Zwei weitere Handschriften, die mir nachtraeglich bekannt
wurden (eine in der Rottenburger Dioezesanbibliothek, eine
in Irland), fehlen bei Kraemer.

Dass der Gmuender Dominikaner Appolt in Wirklichkeit Oppolt
hiess, habe ich bereits 1993 hervorgehoben:
http://www.bsz-bw.de/rekla/show.php?mode=source&id=28

Den Charakter als nicht hinreichend redigierte Kompilation
mag auch die Suche nach Kempten verdeutlichen. Auf den
Schulmeister Johannes Birk beziehen sich folgende
Eintraege:

"Burck, Johannes   scriptor      E.15.Jh.   

1490/97 in der Schule in Kempten z. Zt. des Magisters
(Schulmeisters) Murck [sic!] geschrieben.

Handschriften

Stuttgart, LB, HB. XII. 5, fol. 107r (a. 1490/97)."

"Tallat (Tollat, Dalat), Johannes   scriptor      15.Jh.   

15.Jh.
Alemannischer Baccalaureus artium, der unter dem Rektorat
von Johannes Birk von Biberach an der St.
Hildegard-Lateinschule des Benediktinerstifts Kempten tätig
war. Magister in der Schule von Kempten (Allgäu). Unter ihm
wird geschrieben: Hs. Stauttgart [sic!].   Daneben verfaßt
er ein Kräuterbuch um 1497.

Handschriften

Stuttgart, LB, HB. XII. 5, fol. 81v, 107v (partim)." 

Und schliesslich:

"Massilia, Gotfridus de  	
	
Sub castro Hylemont in Ludovici pii imperatoris
cancellaria. Scriptum Campidone (in Kempten) pro
liberaria."

Dieser karolingerzeitliche Schreiber ist, wie man seit
langem weiss, eine Erfindung von Johannes Birk, zu dem es
uebrigens einen Verfasserlexikon-Artikel von Johanek gibt! 

Dass zusaetzlich Lindau P I 1 ebenfalls aus dem Umkreis von
Birk stammt, ist nicht nur in meiner Dissertation von 1987,
neuerdings online
http://mailman.uni-regensburg.de/pipermail/mediaevistik/2006-December/000013.html
, sondern auch im Verfasserlexikon ²9, 472 nachzulesen.

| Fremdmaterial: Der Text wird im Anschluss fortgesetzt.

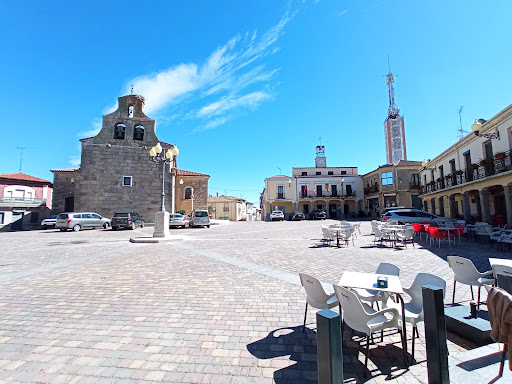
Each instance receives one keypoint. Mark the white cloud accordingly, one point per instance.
(226, 103)
(96, 127)
(234, 73)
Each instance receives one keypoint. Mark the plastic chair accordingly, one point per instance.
(328, 237)
(316, 295)
(372, 296)
(406, 236)
(418, 229)
(414, 308)
(466, 273)
(435, 233)
(363, 318)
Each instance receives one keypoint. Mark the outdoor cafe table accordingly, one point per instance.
(368, 281)
(392, 230)
(338, 230)
(503, 262)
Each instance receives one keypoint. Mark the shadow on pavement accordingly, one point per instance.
(302, 364)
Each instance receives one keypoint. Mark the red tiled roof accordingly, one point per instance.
(23, 177)
(181, 172)
(65, 170)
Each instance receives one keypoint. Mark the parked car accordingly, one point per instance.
(317, 214)
(178, 220)
(199, 218)
(386, 210)
(49, 222)
(81, 220)
(404, 216)
(127, 220)
(277, 215)
(296, 216)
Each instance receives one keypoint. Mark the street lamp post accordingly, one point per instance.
(162, 217)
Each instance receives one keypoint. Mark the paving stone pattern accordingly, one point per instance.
(223, 306)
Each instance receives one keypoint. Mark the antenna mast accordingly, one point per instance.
(393, 110)
(461, 131)
(21, 156)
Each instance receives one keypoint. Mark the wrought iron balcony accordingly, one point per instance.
(499, 163)
(372, 189)
(21, 202)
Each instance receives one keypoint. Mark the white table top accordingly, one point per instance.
(363, 280)
(505, 262)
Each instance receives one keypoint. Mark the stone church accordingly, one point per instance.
(116, 173)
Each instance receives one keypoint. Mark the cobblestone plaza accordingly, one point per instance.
(224, 305)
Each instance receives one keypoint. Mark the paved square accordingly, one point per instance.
(222, 306)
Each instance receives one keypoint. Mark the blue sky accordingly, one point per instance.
(245, 88)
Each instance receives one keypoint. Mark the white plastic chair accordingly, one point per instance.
(347, 235)
(363, 318)
(316, 295)
(328, 238)
(501, 270)
(372, 296)
(406, 236)
(466, 273)
(414, 308)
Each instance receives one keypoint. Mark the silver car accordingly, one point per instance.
(81, 220)
(199, 218)
(177, 220)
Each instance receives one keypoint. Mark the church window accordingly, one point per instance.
(127, 181)
(138, 133)
(119, 131)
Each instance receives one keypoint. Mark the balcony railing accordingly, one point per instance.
(20, 201)
(374, 188)
(326, 195)
(485, 168)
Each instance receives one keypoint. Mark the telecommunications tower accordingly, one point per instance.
(394, 127)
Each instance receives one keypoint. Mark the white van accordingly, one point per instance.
(199, 218)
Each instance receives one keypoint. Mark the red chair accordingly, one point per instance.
(418, 228)
(435, 233)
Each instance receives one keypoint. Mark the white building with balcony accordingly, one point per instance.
(472, 179)
(24, 201)
(336, 190)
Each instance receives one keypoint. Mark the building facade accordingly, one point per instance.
(24, 201)
(337, 190)
(117, 174)
(392, 185)
(472, 179)
(227, 208)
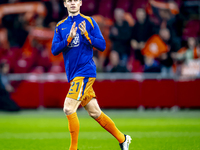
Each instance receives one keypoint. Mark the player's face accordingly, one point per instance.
(73, 6)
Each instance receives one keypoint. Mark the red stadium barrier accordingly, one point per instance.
(114, 93)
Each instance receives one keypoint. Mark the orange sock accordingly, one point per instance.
(109, 125)
(73, 124)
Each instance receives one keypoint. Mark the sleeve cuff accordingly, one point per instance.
(69, 39)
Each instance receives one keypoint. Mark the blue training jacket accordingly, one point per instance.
(78, 52)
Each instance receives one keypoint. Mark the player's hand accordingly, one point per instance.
(73, 30)
(82, 27)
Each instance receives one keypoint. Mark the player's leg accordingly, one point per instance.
(70, 107)
(95, 112)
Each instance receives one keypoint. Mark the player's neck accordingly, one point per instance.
(74, 14)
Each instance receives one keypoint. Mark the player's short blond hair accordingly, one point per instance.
(65, 0)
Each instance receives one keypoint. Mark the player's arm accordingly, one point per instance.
(95, 38)
(59, 45)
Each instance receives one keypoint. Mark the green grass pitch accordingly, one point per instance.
(150, 130)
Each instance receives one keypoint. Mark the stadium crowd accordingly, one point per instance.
(160, 36)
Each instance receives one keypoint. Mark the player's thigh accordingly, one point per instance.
(93, 108)
(70, 105)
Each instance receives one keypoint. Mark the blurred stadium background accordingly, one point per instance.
(151, 62)
(155, 63)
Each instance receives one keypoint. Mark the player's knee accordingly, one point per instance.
(95, 114)
(68, 110)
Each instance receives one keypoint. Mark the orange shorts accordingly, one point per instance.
(81, 89)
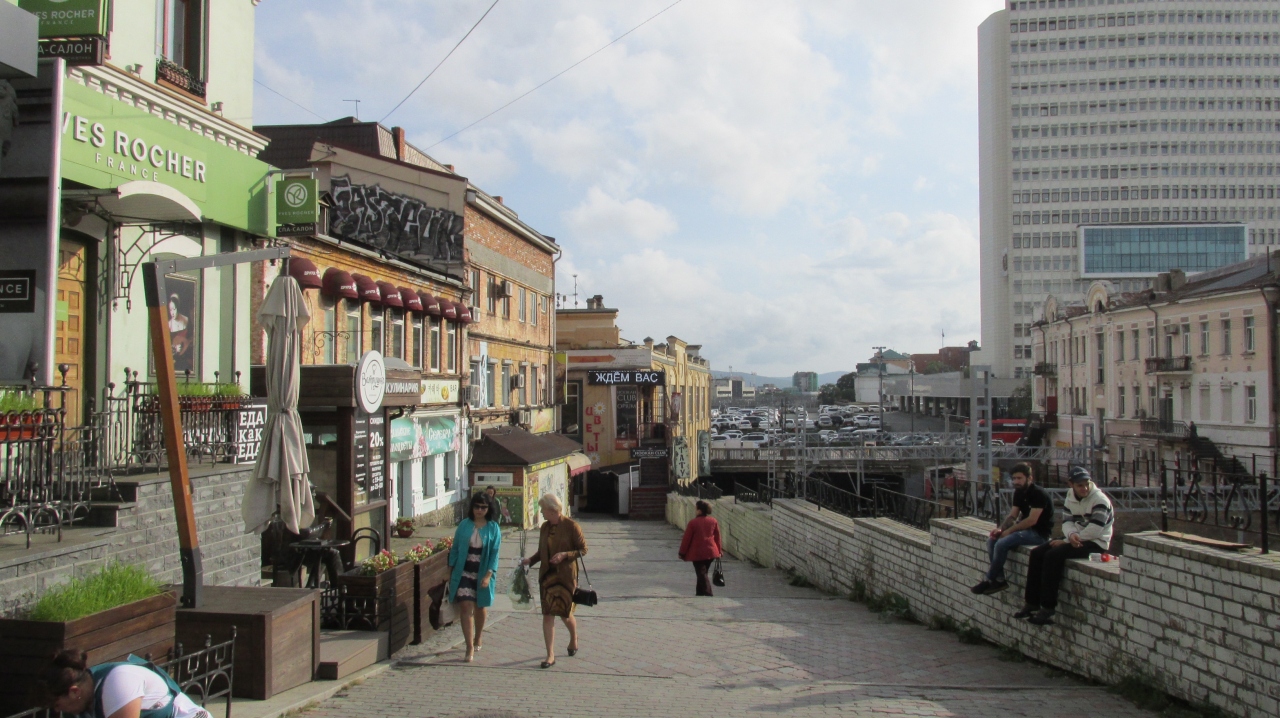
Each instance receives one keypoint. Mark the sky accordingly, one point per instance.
(786, 183)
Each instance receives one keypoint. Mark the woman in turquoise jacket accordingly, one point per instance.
(474, 559)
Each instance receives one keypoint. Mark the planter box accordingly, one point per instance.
(429, 580)
(144, 629)
(277, 635)
(393, 594)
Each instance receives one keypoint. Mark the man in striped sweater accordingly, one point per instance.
(1086, 529)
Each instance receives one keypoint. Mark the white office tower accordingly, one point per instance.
(1120, 138)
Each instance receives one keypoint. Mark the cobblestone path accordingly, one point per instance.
(760, 645)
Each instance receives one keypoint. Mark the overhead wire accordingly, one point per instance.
(440, 63)
(291, 100)
(548, 81)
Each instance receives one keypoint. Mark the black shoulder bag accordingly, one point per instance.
(584, 597)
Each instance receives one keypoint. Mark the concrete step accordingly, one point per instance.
(342, 653)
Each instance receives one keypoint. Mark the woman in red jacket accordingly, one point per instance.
(702, 545)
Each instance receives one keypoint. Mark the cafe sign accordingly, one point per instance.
(641, 378)
(68, 18)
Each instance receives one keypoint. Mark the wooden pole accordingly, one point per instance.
(179, 478)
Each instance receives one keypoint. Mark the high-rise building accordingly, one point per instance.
(1120, 138)
(805, 380)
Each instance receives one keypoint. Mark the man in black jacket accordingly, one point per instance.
(1029, 524)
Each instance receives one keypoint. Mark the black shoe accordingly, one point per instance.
(1043, 617)
(996, 586)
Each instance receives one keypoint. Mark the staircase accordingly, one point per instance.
(649, 503)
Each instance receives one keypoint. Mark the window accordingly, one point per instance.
(375, 330)
(397, 335)
(452, 347)
(433, 347)
(179, 33)
(416, 342)
(352, 333)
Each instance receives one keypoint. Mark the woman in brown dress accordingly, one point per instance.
(560, 544)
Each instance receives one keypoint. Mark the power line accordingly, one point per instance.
(296, 103)
(548, 81)
(440, 63)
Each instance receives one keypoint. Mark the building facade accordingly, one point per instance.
(622, 398)
(1171, 374)
(1156, 117)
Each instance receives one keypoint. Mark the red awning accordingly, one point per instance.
(368, 288)
(430, 305)
(305, 271)
(338, 284)
(391, 295)
(411, 300)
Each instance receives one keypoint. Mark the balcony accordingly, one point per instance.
(1164, 429)
(1169, 365)
(181, 78)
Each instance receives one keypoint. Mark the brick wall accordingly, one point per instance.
(1200, 622)
(746, 529)
(145, 534)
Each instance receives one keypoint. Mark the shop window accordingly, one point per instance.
(433, 350)
(352, 333)
(452, 347)
(397, 334)
(416, 342)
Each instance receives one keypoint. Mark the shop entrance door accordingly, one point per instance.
(69, 341)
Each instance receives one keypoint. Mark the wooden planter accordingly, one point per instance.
(144, 627)
(394, 593)
(430, 579)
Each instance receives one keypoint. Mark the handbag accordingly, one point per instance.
(585, 597)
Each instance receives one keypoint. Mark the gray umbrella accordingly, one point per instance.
(280, 472)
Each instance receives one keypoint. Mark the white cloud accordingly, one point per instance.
(603, 218)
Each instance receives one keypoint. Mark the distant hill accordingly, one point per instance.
(824, 378)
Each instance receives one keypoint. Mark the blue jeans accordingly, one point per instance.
(999, 549)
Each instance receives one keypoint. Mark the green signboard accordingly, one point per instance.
(68, 18)
(106, 143)
(423, 435)
(297, 206)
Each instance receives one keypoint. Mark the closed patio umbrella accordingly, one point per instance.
(280, 472)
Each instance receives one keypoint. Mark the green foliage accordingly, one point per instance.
(113, 586)
(17, 401)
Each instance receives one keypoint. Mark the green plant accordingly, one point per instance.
(13, 401)
(112, 586)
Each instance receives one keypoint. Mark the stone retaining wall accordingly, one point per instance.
(746, 529)
(145, 534)
(1200, 623)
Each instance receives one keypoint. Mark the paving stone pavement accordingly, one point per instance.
(760, 645)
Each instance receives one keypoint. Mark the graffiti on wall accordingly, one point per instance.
(396, 223)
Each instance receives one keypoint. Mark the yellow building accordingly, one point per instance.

Misslich ist natuerlich, dass bei Kraemer Hinweise auf den
Besitz gedruckter Buecher fehlen. Fuer die Inkunabeln
existiert die private Zusammenstellung von Paul Needham
("IPI").

Eine brauchbare Vernetzung zwischen
Handschriftensignaturen, Schreibern und Besitzern gibt es
in der Datenbank nicht. Bei dem Besitzer Johannes Andree
(15. Jh.) auf einen gleichnamigen Schreiber des 14.
Jahrhunderts zu verweisen, ist wenig hilfreich.

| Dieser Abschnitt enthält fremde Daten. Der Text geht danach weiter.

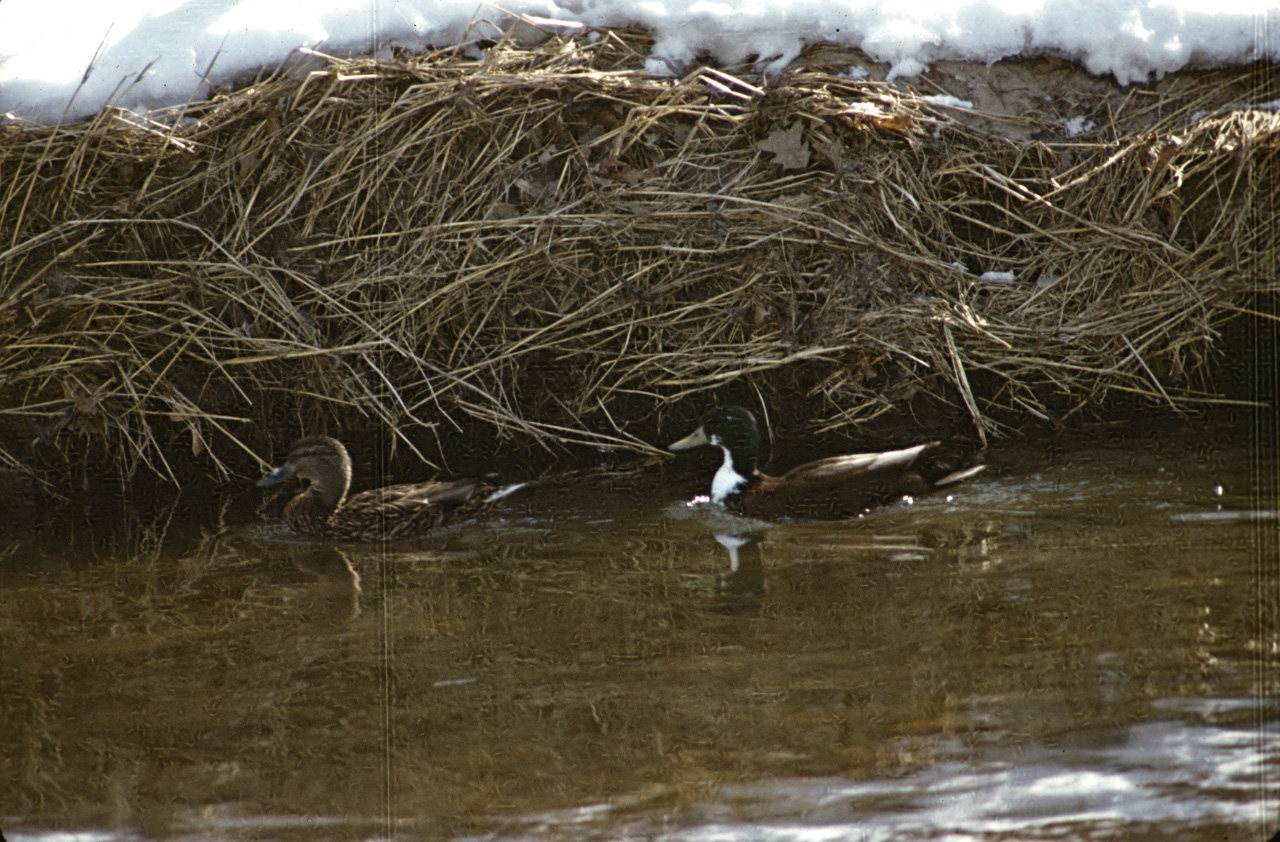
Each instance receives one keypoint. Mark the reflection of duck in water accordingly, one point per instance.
(833, 488)
(323, 508)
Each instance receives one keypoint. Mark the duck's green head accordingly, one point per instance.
(732, 429)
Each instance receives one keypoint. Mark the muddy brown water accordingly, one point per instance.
(1079, 644)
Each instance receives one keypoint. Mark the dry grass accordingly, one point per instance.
(548, 245)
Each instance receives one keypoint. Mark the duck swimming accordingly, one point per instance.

Verweise sind nicht als Links markiert, man muss eine neue
Suche starten, wobei die Handhabung der Datenbank durchaus
gewoehnungsbeduerftig ist. Ein kommerzielles Produkt sollte
mehr Komfort bieten, z.B. eine Volltextsuche ueber alle
Felder.

Bei aller Klage ueber die Unzulaenglichkeiten, die vielen
Luecken und Fehler, bietet die Datenbank doch sonst nicht
erhaeltliche wichtige Aufschluesse. Wenn man etwa nach
"Arzt" in den Biographien sucht, wird deutlich, welche
Rolle Aerzte in der Buchkultur des Mittelalters und der
Neuzeit gespielt haben.

Gleichwohl: Eine frei zugaengliche, nach dem Wiki-Prinzip
ergaenzbare prosopographische Datenbank mittelalterlicher
Schreiber und Buchbesitzer ist ein Desiderat. Bis dahin
muss man fuer die Kraemersche "Kruecke" dankbar sein.